Obesity, smoking, poor diet, high blood pressure and diabetes. While we all know the major risk factors for heart disease, less well-known is the fact that clogged arteries are not simply a "plumbing" problem. Research now shows that arterial disease results to a large extent, from the body's own protective immune reactions run amok.

Inflammation is, of course, the body's natural response to a wound or infection. Redness and swelling occur as extra blood brings circulating immune cells to do battle with any invading organisms. Chemical signals then damp down that immune response once an infection is cleared or the wound heals.

This normal immune rebalancing, however, is somehow derailed in the millions of North Americans who die of complications of atherosclerosis, the process by which fatty deposits build up in the inner lining of an artery and form yellowish plaques.

"Blood vessels have got to be the world's perfect healers as they are getting continuously bombarded by blood pressure," explains clinician-scientist Dr. Geoffrey Pickering, a cardiologist whose research as co-director of the Vascular Biology Group at Robarts Research Institute explores the genetic and cellular mechanisms involved in the fibrous cap that forms over arterial plaque and keeps it stable. "If we can understand the genetic factors and cellular mechanisms behind how these deposits grow, and why some become unstable but others don't, we may be able to improve the odds for millions of people at risk of heart attack and stroke."

Since Robarts' inception, atherosclerosis and stroke have been key areas of research at the Institute.
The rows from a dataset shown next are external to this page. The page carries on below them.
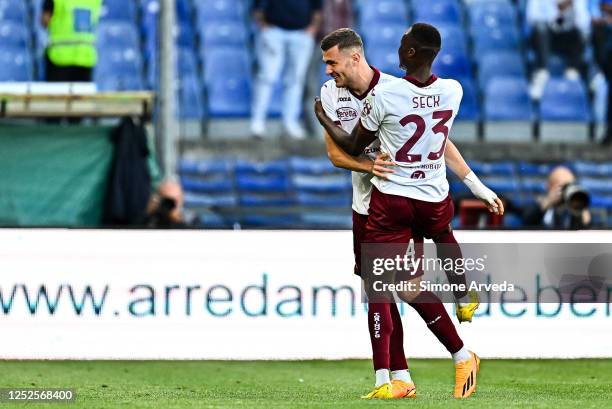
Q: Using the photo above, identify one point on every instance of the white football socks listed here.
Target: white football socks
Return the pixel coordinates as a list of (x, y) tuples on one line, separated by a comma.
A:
[(382, 377), (462, 355), (401, 375)]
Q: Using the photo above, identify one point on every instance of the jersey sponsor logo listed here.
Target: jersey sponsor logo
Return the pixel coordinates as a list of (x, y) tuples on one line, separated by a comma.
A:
[(346, 114), (371, 150), (367, 108)]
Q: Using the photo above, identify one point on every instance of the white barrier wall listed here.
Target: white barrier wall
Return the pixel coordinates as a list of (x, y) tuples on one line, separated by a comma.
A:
[(88, 294)]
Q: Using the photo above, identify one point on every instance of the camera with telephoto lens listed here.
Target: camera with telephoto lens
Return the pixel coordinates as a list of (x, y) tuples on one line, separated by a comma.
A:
[(575, 197)]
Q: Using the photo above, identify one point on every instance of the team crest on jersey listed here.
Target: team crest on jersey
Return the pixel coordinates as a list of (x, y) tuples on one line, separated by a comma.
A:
[(346, 114), (367, 108)]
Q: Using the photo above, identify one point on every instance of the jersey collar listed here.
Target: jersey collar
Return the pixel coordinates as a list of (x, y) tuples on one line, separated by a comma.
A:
[(373, 83), (419, 83)]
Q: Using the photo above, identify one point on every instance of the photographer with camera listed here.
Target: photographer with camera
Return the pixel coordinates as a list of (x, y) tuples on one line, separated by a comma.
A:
[(165, 208), (565, 205)]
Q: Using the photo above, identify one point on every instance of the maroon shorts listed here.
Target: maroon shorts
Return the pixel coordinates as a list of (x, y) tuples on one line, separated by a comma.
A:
[(359, 223), (396, 219)]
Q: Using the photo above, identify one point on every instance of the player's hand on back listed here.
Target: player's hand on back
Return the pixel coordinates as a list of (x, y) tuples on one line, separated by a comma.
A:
[(319, 111), (486, 195), (382, 166)]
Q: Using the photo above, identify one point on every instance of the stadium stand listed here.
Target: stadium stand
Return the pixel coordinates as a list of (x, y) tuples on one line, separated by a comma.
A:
[(484, 47)]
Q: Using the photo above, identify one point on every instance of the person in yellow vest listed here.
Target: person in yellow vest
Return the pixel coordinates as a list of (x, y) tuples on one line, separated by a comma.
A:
[(71, 52)]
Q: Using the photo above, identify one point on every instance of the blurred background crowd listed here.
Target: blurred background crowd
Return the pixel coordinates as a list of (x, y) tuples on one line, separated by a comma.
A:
[(534, 117)]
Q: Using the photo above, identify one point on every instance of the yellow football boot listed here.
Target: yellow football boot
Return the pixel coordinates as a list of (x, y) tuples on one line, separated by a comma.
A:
[(383, 391), (465, 376), (465, 311), (401, 389)]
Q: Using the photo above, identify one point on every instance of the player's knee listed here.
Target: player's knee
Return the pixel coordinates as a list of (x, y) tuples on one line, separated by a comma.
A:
[(412, 291)]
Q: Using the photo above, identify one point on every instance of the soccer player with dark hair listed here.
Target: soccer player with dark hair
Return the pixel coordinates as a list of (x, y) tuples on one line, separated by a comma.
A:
[(408, 119)]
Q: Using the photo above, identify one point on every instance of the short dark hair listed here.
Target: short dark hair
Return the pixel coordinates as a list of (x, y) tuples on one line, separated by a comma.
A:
[(343, 38)]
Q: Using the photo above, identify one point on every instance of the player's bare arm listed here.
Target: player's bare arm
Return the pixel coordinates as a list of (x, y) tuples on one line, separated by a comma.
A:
[(352, 143), (341, 159), (454, 160)]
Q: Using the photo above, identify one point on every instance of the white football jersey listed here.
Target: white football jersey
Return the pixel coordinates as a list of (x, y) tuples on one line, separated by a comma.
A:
[(413, 121), (344, 108)]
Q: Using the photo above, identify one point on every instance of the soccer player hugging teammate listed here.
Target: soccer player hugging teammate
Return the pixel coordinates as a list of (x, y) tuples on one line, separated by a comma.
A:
[(408, 120)]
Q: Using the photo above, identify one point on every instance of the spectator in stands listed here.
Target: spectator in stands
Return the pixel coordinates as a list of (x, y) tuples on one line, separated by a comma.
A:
[(559, 27), (336, 14), (285, 42), (165, 208), (71, 53), (602, 44), (565, 205)]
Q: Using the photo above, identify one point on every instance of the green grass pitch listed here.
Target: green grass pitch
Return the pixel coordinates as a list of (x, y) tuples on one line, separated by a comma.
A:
[(576, 384)]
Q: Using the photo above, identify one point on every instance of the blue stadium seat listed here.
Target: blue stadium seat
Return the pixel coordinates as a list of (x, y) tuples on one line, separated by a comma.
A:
[(245, 168), (387, 36), (119, 69), (223, 34), (500, 64), (184, 10), (533, 184), (310, 199), (191, 100), (495, 39), (507, 99), (266, 200), (505, 168), (186, 35), (119, 10), (219, 10), (127, 82), (210, 200), (227, 75), (564, 100), (217, 184), (321, 184), (470, 107), (382, 12), (502, 185), (435, 12), (262, 183), (187, 63), (14, 35), (312, 166), (583, 168), (453, 37), (282, 221), (218, 166), (452, 64), (534, 169), (512, 221), (16, 64), (601, 186), (14, 11), (491, 14), (327, 220), (117, 34), (229, 96), (220, 61), (385, 59)]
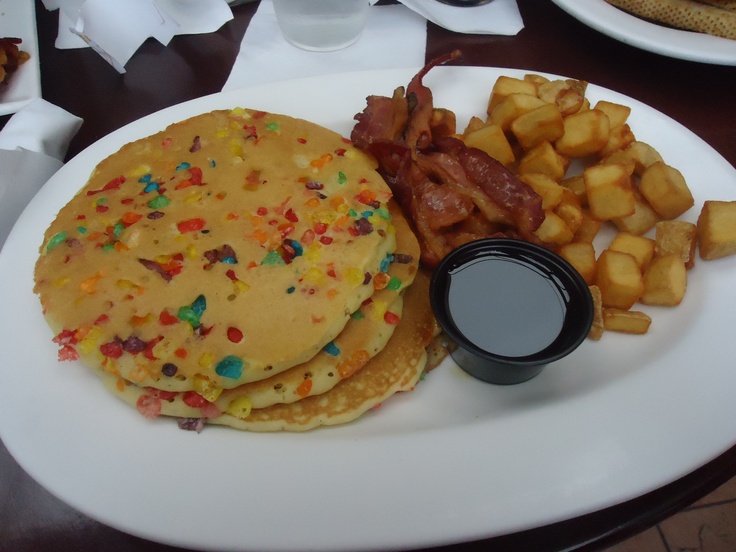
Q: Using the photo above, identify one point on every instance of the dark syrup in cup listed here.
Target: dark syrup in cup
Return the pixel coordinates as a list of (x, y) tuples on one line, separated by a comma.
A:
[(510, 308)]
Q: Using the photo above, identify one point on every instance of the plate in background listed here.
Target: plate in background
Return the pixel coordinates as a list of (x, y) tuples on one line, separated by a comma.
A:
[(18, 20), (632, 30)]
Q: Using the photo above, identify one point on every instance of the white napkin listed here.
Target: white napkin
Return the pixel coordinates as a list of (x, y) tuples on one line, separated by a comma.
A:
[(33, 144), (394, 36), (117, 29), (500, 17)]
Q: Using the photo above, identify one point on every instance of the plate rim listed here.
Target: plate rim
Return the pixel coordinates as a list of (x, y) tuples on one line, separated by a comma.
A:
[(634, 31)]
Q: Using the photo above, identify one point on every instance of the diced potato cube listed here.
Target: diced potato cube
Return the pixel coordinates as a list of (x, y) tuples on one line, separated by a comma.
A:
[(512, 107), (581, 256), (536, 79), (553, 230), (543, 158), (576, 184), (626, 321), (550, 191), (666, 190), (443, 122), (619, 138), (596, 329), (619, 279), (475, 123), (641, 221), (609, 191), (568, 95), (586, 133), (676, 236), (640, 247), (505, 86), (492, 140), (717, 229), (542, 124), (643, 154), (570, 210), (617, 113), (589, 228), (620, 157), (665, 281)]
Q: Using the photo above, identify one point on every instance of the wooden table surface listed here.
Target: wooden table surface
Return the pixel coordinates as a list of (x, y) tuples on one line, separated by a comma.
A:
[(700, 96)]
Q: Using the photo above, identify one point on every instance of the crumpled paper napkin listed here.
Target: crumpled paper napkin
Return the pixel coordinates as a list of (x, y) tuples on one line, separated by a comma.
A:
[(116, 29), (499, 17), (33, 144), (394, 37)]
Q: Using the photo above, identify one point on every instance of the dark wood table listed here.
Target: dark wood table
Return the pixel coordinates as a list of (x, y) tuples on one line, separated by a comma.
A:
[(700, 96)]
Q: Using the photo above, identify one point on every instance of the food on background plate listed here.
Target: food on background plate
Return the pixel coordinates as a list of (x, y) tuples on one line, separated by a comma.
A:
[(11, 57), (714, 17), (548, 167), (230, 263)]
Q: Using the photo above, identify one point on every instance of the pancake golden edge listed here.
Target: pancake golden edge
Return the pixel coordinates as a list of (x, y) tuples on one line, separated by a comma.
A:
[(398, 367), (364, 336), (223, 250)]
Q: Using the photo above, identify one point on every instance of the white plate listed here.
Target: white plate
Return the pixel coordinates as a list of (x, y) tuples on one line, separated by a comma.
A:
[(659, 39), (18, 20), (454, 460)]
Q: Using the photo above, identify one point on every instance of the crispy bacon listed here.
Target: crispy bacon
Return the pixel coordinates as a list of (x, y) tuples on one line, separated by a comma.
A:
[(450, 193), (383, 120), (500, 184), (418, 133)]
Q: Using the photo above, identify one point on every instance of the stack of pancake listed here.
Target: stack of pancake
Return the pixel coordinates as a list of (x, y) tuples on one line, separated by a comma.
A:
[(240, 268)]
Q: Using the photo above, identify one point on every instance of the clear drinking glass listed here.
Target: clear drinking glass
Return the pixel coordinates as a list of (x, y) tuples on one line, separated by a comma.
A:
[(321, 25)]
From the clinic to the cellular level, the Robarts approach involves novel collaborations among scientists across a range of disciplines.

Scientist Dr. David Spence, for example, director for the last 25 years of Canada's first Stroke Prevention Clinic and Atherosclerosis Research Centre in London, Ont., estimates he has seen more than 16,000 patients, many of whom have been involved in innovative projects with imaging and genomics experts that aim to better manage risk factors for stroke and discover new therapeutic targets.